Smart containers with deep offline scenes can also accomplish some things that online Tmall and Pinduoduo can't. For example, the natural advertising display attributes can narrow the distance with users.

Take Youbao Online as an example, which is a traditional vending machine manufacturer. Its financial report shows that in the first half of 20 18, Youbao operated about 55,000 devices online, with operating income of11.41000 billion yuan and net profit of 86,048,500 yuan, of which advertising income reached 265,438.

If calculated by the density of more than 5 million receivers in Japan, the current market is far from saturated. If vending machines and smart container screens are used in China, it is not difficult to build a Focus Media.

The future may be numerous, but there are still problems to be solved at present, from technology formation to market maturity, involving the interaction and cooperation of the whole industrial chain.

Although the application of 3D dynamic identification technology in smart containers has basically taken shape at this stage, how to ensure the operating efficiency under real conditions and the capacity supply of other supporting hardware needs to be gradually improved through continuous optimization.

On the one hand, from the technical indicators, how to reduce the recognition errors of users taking three or more commodities with one hand needs some improvement. This kind of improvement for all kinds of emergencies also needs feedback from container operators in real situations.

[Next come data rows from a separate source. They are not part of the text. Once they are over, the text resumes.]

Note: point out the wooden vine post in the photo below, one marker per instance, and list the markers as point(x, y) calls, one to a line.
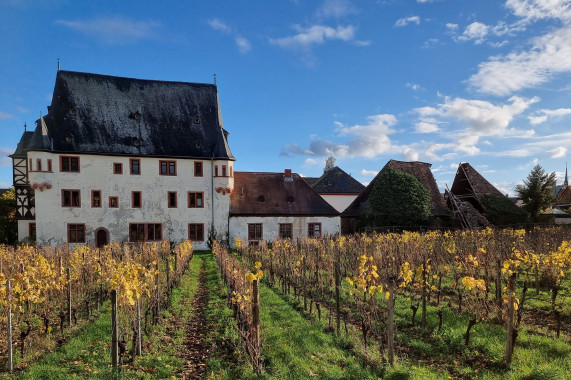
point(10, 354)
point(510, 325)
point(337, 298)
point(114, 333)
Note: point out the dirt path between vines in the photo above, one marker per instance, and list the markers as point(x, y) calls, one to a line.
point(196, 350)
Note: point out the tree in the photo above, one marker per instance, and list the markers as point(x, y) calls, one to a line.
point(329, 164)
point(537, 191)
point(8, 222)
point(400, 199)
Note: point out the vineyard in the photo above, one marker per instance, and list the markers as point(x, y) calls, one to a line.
point(426, 304)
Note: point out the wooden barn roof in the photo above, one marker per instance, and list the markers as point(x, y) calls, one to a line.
point(100, 114)
point(337, 181)
point(420, 170)
point(276, 194)
point(469, 183)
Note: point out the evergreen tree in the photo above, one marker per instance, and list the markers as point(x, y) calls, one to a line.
point(537, 191)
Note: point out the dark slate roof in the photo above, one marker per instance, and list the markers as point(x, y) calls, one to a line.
point(421, 170)
point(92, 113)
point(337, 181)
point(23, 144)
point(469, 183)
point(270, 194)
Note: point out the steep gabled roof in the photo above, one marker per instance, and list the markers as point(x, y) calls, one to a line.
point(337, 181)
point(92, 113)
point(420, 170)
point(469, 183)
point(271, 194)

In terms of efficiency, although the training speed of 3D dynamic recognition has been greatly improved compared with the traditional static recognition SKU, in the face of large-scale SKU shelves, the training sample demand of 2000 single items still needs to be considered from the aspects of algorithm, computing power, cost and time consumption.

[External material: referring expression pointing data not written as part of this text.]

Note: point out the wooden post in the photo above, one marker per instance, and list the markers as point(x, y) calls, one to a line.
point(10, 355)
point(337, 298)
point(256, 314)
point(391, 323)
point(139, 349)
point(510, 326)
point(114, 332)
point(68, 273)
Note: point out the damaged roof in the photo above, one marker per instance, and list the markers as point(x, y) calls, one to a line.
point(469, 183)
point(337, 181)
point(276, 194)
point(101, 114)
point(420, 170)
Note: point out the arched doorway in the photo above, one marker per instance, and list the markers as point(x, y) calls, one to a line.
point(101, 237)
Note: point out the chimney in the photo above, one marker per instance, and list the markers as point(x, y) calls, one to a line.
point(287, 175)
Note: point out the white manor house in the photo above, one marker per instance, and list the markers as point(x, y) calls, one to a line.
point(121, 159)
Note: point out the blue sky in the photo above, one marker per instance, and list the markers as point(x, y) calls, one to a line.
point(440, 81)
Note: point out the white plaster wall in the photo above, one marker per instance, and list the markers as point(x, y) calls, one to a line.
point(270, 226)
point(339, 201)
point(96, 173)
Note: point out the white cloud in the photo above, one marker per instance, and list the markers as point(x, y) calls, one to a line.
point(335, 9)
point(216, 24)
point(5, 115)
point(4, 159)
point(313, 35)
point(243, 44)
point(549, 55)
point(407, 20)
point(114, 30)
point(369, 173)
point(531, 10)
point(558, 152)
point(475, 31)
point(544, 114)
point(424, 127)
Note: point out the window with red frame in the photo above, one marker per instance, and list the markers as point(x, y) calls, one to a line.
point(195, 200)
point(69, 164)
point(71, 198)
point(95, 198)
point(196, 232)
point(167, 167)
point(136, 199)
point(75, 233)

In terms of supporting facilities, although the current 3D vision technology is relatively mature, the microgravity sensing equipment used for inspection and verification has not been customized for the retail industry, which also has a certain impact on the large-scale launch time of the equipment.

However, when the technology and model have been formed, the rest is left to time.

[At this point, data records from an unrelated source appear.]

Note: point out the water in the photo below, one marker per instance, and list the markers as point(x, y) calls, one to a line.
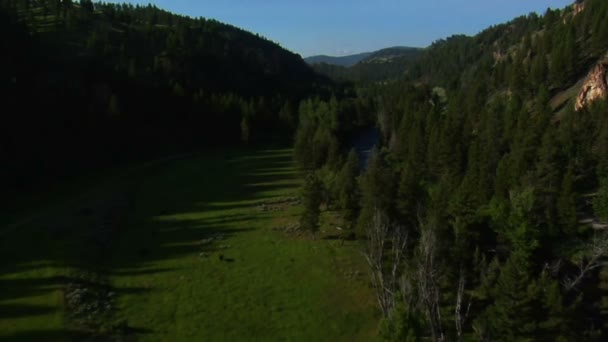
point(363, 143)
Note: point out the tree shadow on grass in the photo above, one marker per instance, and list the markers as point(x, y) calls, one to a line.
point(185, 208)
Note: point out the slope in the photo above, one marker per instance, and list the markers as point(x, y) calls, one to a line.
point(198, 248)
point(91, 85)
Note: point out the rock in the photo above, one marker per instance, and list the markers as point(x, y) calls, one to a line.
point(595, 87)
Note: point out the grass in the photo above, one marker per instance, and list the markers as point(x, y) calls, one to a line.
point(195, 253)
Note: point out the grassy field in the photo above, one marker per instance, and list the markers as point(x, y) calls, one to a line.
point(189, 250)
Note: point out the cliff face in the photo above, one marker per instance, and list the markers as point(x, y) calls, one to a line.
point(595, 87)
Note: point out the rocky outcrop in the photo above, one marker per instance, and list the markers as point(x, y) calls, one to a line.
point(595, 87)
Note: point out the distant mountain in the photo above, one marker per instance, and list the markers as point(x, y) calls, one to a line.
point(87, 84)
point(345, 61)
point(382, 65)
point(388, 54)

Conclusion: The final shape has been set, will the market reproduce the 20 17 point war?

From the rise to the present, unmanned containers have experienced a roller coaster for two years. In the first year, the grass grows and the warblers fly, and the capital and the war climax again and again. In the second year, the players retreated wildly and changed their forms four times a year.

When the ultimate form is basically fixed in the 3D dynamic scheme and the technology has taken shape, where will the second half of the smart container go? Will the 20 17 spot war reappear?

Perhaps the formation of technology will give this industry a shot in the arm, but the market will never be so simple. The form is just the tip of the iceberg exposed in this market. The battle of supply chain below sea level, the battle of payment entrance, the battle of supplier grabbing ... everything has yet to be determined.

Nevertheless, technological progress has brought infinite possibilities for the development of this industry. In the chorus that the smart container is dead and there is no future for unmanned retail, 3D dynamic vision is pushing the smart container to the eve of another outbreak.